What are 'Designer Babies'? Can mothers choose embryos based on sex, intelligence and disease risk?

This is the most interesting and exciting concept of delivering babies that you might not have ever learned or assumed to have existed. What if you could have a baby, whom you dreamt of having? Is that possible? Of course, anything could be achievable with the research progressing at a fast pace. 

We are pretty aware of designer jewellery, designer clothes. We tend to customise everything we wanted to own, but what about a baby?

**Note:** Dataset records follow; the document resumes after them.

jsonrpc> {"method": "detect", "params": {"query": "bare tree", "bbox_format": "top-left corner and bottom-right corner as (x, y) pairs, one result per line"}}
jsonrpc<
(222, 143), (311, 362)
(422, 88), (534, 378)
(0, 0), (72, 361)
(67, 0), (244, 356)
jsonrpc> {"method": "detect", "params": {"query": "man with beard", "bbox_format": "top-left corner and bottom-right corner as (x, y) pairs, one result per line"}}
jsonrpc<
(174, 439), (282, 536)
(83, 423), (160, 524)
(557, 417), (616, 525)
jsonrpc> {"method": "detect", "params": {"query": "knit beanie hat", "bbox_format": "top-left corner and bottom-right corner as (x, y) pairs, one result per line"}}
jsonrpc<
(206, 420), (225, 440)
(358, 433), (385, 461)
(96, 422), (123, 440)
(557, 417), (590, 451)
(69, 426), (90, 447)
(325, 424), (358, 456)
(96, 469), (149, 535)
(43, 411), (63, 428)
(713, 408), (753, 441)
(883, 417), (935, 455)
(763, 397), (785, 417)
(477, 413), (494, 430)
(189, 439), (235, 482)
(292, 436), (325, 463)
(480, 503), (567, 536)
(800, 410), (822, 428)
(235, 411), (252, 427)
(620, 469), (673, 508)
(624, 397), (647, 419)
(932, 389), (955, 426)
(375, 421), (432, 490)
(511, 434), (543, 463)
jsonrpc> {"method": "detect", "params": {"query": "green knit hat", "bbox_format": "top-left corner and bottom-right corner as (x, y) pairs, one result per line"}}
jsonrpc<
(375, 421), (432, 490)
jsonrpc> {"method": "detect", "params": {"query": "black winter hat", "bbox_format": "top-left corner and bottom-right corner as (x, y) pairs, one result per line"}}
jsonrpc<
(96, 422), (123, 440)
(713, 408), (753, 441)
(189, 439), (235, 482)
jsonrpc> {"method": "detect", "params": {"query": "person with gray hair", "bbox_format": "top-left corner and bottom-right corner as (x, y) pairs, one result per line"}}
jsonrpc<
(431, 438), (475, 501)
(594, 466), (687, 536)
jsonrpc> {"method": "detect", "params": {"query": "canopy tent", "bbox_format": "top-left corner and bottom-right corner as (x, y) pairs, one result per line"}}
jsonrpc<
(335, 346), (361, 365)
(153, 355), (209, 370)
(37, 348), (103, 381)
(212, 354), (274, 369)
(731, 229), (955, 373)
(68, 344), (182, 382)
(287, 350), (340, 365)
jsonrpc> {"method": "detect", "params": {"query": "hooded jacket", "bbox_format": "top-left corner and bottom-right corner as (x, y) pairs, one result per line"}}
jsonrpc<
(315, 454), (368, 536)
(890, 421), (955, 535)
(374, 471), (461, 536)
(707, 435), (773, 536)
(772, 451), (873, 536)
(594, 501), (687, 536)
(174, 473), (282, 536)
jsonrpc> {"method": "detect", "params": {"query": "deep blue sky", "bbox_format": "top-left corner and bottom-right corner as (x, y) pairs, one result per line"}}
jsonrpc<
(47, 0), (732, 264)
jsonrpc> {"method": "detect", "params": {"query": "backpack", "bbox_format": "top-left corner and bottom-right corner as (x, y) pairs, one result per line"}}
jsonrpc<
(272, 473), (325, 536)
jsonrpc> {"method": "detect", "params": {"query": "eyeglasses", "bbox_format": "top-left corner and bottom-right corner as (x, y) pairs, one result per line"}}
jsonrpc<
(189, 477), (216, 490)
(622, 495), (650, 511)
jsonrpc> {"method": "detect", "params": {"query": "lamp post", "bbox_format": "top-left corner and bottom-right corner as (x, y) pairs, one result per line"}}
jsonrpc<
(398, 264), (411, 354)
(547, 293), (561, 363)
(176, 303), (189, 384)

Can we design a baby, delete unwanted genes, insert the genes only what we fancy, include traits like intelligence, beauty, etc.? Yes, all these are going to happen after the next 20 years. 
What are 'Designer Babies'? Can mothers choose embryos based on sex, intelligence, disease risk?


The concept called 'designer babies' is now the talking point in countries like the UK and US. Mothers will be hopefully able to choose embryos based the preferences like sex, intelligence, disease risk and other key traits.

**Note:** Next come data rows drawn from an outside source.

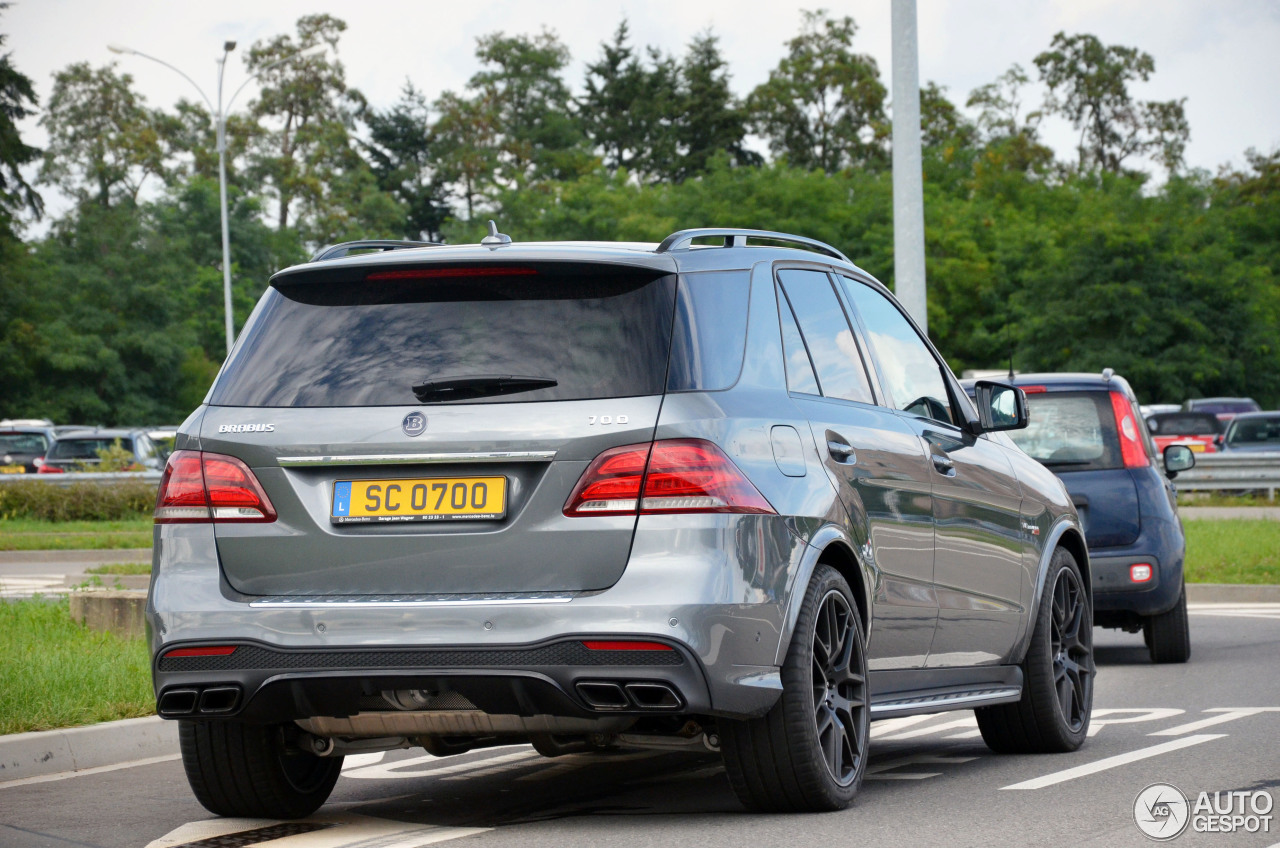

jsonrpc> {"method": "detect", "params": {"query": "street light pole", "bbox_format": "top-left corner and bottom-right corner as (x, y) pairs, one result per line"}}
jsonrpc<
(106, 41), (326, 355)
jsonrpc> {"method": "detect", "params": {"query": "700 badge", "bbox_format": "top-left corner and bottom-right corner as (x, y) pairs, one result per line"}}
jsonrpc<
(330, 477), (507, 524)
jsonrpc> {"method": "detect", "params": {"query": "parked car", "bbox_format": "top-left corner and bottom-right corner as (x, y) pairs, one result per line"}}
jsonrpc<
(40, 428), (164, 474)
(1219, 411), (1280, 453)
(1147, 412), (1226, 453)
(0, 423), (54, 474)
(970, 369), (1196, 662)
(1183, 397), (1262, 421)
(147, 229), (1090, 817)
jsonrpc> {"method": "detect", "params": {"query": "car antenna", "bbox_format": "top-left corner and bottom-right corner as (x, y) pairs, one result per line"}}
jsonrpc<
(480, 220), (511, 250)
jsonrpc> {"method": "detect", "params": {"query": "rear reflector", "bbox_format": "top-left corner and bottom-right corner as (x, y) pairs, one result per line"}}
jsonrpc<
(155, 451), (275, 524)
(564, 439), (773, 518)
(365, 265), (538, 282)
(1111, 392), (1151, 468)
(164, 644), (236, 660)
(583, 642), (675, 656)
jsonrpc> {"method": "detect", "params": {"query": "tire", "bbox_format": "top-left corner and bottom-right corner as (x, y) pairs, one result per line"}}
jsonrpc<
(1142, 584), (1192, 664)
(717, 565), (870, 812)
(974, 548), (1096, 753)
(178, 721), (342, 819)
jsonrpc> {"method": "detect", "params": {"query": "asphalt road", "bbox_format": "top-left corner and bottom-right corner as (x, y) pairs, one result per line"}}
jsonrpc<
(0, 605), (1280, 848)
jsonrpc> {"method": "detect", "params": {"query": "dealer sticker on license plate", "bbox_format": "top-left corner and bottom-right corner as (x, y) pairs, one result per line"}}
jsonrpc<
(330, 477), (507, 524)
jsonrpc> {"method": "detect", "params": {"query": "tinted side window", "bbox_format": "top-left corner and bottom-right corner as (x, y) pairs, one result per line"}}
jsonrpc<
(842, 277), (955, 424)
(778, 270), (874, 404)
(778, 287), (820, 395)
(667, 270), (751, 392)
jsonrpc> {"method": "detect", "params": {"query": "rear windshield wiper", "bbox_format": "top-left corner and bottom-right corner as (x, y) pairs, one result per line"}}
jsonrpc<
(413, 374), (559, 404)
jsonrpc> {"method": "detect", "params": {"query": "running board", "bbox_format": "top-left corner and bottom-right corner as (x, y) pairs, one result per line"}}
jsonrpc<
(870, 666), (1023, 719)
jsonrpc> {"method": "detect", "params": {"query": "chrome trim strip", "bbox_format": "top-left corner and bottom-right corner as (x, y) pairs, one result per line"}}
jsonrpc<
(872, 687), (1023, 715)
(276, 451), (556, 468)
(250, 596), (573, 610)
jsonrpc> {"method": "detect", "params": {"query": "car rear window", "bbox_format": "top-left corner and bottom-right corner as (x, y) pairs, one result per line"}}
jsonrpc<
(49, 437), (133, 460)
(1147, 412), (1222, 436)
(0, 433), (49, 453)
(1226, 418), (1280, 450)
(1009, 392), (1124, 471)
(210, 265), (676, 407)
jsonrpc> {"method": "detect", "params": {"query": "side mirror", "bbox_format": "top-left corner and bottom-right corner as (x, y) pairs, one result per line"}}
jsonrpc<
(973, 380), (1030, 433)
(1165, 444), (1196, 479)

'Designer baby' is an embryo that is genetically engineered for specific traits and implanted in the mother's womb via In-vitro Fertilization (IVF). This can seem like a science-fiction concept, but this could become a reality after 20 to 40 years, said Professor Henry Greely from Standard University, who works in Bioethics.

Mothers can discard the embryos that are at risk of genetic disorders like Sickle Cell Anemia, Cystic Fibrosis, Alzheimer's disease, Thalassemia, etc. This procedure increases the life expectancy of the individuals as only embryos that are fittest will survive. 

Designer babies are legal in the UK and in the US, there are no fixed set of regulations but federal fund cannot be utilized for the research. In the UK, Human Fertilisation and Embryology Authority (HFEA) allowed a group of researchers to carry out research to genetically edit human embryos.